The essential role of animal signals in interactions such as mate choice and aggression suggests that sensory systems might be adapted to perceive signal stimuli that are particularly salient for a given species. Many finches in the family Estrildidae display colorful signaling traits; for example, male zebra finches (Taeniopygia guttata) display carotenoid-based beak coloration, ranging from light orange to dark red, and females evaluate male beak coloration during mate choice. Prior work has shown that female zebra finches perceive this orange-red color range in a categorical fashion. That is, even though male beak color varies along a continuum from most orange to most red, females perceive this variation as simply either “orange” or “red.”

Is categorical perception a general feature of how birds in this group see colors, or has selection acted on the perceptual system of zebra finches in particular due to the important signaling function of orange-red coloration in this species? In this study, researchers from Duke University examined whether female Bengalese finches (Lonchura striata domestica), an estrildid finch having black, brown and white plumage and lacking any carotenoid coloration, also perceives the orange-red color range tested previously with zebra finches in a categorical fashion. The researchers found no evidence for categorical perception of orange-red coloration in Bengalese finches. Follow up experiments then showed that, in Bengalese finches, the ability to discriminate between two colors is dictated primarily by the difference in brightness between those colors, rather than whether colors fall in certain categories. In zebra finches, however, the importance of brightness differences in color discrimination depends upon whether two colors come from the same or different categories.

The results of this study are consistent with the hypothesis that selection on a signaling system may act on the perceptual systems of the signal receivers. It remains to be seen, however, whether the expression of categorical perception correlates consistently with the use of color signals across a broader range of species such as the clade of estrildid finches. The work also lends insight into the potential mechanisms underlying the phenomenon of categorical color perception in birds, and perhaps in other vertebrates as well.

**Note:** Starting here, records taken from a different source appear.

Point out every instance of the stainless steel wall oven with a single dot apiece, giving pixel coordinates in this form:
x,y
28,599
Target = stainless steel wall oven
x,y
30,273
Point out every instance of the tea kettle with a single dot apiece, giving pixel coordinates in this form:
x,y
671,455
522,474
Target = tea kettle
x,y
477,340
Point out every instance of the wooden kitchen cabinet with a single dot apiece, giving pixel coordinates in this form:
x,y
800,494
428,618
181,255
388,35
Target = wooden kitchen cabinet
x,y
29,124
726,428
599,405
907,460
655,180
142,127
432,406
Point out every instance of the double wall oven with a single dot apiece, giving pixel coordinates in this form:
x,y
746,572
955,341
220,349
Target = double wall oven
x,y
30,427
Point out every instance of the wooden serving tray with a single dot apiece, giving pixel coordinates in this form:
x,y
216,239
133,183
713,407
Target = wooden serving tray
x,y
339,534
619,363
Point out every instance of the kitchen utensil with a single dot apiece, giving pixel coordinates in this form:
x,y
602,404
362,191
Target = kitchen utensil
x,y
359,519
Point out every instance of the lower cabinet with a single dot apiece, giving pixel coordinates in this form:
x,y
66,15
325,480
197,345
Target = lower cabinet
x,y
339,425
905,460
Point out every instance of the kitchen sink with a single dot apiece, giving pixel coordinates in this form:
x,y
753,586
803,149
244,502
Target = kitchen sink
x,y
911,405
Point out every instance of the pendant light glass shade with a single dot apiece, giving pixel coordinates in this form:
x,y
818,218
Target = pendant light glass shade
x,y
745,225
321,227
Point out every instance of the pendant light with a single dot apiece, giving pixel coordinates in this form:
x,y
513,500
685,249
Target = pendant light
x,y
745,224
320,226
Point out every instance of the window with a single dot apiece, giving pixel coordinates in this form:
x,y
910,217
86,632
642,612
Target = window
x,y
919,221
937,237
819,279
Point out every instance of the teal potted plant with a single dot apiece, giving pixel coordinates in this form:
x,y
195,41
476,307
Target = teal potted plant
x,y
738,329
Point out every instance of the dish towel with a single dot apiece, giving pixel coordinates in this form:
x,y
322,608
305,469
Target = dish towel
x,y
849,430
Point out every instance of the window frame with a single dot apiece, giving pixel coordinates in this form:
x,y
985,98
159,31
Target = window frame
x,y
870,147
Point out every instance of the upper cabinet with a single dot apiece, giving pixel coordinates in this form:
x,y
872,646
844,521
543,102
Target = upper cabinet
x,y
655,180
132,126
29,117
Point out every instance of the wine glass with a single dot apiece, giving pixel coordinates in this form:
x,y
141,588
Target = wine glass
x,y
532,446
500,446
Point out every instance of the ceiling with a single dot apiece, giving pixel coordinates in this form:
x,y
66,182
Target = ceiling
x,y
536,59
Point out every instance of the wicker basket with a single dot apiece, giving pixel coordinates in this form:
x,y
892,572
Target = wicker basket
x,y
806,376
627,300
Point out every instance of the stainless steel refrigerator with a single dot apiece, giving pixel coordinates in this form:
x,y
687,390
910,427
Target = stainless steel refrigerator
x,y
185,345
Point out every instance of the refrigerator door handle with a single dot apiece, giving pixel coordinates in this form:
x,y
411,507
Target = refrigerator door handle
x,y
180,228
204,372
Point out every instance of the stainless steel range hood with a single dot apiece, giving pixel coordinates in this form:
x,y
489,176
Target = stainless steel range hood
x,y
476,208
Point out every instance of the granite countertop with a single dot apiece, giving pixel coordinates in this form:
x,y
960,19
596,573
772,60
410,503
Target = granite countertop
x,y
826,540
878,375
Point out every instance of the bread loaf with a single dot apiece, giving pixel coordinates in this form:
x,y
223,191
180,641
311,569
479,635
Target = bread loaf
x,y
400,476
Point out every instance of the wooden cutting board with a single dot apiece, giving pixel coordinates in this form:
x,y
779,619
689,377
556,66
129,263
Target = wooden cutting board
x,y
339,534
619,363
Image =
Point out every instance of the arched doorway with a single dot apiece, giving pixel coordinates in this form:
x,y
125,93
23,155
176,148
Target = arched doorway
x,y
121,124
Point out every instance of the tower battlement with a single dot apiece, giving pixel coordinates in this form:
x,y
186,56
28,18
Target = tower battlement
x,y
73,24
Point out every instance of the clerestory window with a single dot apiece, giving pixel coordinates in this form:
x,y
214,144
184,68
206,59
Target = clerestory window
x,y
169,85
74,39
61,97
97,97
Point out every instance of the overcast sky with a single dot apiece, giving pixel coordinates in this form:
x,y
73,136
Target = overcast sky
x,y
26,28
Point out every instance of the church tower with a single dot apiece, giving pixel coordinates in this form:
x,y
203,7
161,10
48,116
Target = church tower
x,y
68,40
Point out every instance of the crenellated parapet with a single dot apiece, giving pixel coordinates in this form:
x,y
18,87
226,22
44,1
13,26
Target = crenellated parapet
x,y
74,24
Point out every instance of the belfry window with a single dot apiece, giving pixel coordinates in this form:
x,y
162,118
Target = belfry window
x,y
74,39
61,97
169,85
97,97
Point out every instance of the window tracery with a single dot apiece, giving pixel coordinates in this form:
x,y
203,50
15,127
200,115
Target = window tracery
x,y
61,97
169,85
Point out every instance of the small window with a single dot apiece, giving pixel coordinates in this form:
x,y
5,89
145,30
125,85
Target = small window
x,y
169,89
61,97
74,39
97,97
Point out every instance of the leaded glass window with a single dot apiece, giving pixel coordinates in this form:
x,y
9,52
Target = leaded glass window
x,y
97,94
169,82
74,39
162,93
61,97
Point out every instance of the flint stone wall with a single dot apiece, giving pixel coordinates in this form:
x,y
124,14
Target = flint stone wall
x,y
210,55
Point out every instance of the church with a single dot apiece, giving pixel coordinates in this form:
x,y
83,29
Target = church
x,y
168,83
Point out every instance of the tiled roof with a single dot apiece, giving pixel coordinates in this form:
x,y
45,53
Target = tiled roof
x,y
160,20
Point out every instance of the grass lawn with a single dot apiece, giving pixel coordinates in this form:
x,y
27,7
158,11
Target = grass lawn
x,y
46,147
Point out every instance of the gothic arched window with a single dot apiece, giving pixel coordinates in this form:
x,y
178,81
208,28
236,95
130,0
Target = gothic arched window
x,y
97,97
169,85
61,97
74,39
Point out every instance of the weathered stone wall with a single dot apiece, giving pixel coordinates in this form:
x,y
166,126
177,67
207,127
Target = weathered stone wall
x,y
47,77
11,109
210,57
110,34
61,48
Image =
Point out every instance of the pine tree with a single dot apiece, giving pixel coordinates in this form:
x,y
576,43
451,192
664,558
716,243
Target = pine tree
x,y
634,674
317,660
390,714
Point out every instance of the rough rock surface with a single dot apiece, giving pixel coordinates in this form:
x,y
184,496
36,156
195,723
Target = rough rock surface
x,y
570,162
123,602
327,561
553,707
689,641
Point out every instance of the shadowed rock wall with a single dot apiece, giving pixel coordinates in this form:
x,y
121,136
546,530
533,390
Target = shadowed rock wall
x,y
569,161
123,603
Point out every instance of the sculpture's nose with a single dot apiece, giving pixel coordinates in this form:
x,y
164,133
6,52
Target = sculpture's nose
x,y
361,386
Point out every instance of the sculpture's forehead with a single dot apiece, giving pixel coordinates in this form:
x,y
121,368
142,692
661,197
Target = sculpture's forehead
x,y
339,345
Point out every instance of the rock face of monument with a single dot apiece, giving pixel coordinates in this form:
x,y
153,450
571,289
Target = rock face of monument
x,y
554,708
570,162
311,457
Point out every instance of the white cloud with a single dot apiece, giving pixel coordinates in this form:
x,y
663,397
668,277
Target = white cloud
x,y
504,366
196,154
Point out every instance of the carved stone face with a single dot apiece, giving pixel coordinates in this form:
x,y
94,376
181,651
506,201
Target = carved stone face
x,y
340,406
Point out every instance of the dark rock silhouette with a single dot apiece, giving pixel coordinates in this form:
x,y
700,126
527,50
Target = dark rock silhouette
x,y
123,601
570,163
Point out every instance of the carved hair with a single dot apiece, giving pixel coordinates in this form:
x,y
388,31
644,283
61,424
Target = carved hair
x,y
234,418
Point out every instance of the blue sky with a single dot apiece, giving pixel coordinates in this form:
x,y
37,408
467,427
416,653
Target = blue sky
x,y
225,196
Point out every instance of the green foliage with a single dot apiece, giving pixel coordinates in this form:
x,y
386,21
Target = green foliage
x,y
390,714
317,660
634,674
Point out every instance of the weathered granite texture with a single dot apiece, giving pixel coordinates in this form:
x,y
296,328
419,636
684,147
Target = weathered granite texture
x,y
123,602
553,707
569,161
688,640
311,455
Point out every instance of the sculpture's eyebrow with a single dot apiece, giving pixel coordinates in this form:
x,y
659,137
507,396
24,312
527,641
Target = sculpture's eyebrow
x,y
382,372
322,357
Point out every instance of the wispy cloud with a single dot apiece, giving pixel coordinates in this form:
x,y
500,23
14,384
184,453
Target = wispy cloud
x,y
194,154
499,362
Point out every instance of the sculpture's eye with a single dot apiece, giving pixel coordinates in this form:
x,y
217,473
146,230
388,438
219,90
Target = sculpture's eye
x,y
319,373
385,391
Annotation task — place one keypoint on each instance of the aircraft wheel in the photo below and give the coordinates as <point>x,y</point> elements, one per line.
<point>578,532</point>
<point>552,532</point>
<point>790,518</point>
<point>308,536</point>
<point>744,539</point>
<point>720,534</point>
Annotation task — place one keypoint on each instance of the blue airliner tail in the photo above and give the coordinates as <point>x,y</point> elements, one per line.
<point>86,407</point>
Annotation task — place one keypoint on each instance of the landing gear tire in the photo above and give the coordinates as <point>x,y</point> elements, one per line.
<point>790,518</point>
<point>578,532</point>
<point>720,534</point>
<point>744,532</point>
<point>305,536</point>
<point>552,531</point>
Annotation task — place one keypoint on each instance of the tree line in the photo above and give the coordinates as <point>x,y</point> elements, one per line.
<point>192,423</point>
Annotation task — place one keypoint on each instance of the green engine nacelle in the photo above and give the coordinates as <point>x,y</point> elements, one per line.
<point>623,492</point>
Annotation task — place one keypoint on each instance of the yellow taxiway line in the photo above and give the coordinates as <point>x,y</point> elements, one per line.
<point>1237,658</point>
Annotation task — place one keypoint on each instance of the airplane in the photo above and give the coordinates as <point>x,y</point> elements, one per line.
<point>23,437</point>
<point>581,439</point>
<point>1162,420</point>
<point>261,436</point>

Sensory systems are predicted to be adapted to the perception of important stimuli, such as signals used in communication. Prior work has shown that female zebra finches perceive the carotenoid-based orange-red coloration of male beaks—a mate choice signal—categorically. Specifically, females exhibited an increased ability to discriminate between colors from opposite sides of a perceptual category boundary than equally-different colors from the same side of the boundary. The Bengalese finch, an Estrildid finch related to the zebra finch, is black, brown and white, lacking carotenoid coloration. To explore the relationship between categorical color perception and signal use, we tested Bengalese finches using the same orange-red continuum as in zebra finches, and also tested how both species discriminated among colors differing systematically in hue and brightness. Unlike in zebra finches, we found no evidence of categorical perception of an orange-red continuum in Bengalese finches. Instead, we found that the combination of chromatic distance (hue difference) and Michelson contrast (difference in brightness) strongly correlated with color discrimination ability on all tested color pairs in Bengalese finches. The pattern was different in zebra finches: this strong correlation held only when discriminating between colors from different categories, but not when discriminating between colors from within the same category. These experiments suggest that categorical perception is not a universal feature of avian, or even Estrildid finch, vision. Our findings also provide further insights into the mechanism underlying categorical perception and are consistent with the hypothesis that categorical perception is adapted for signal perception.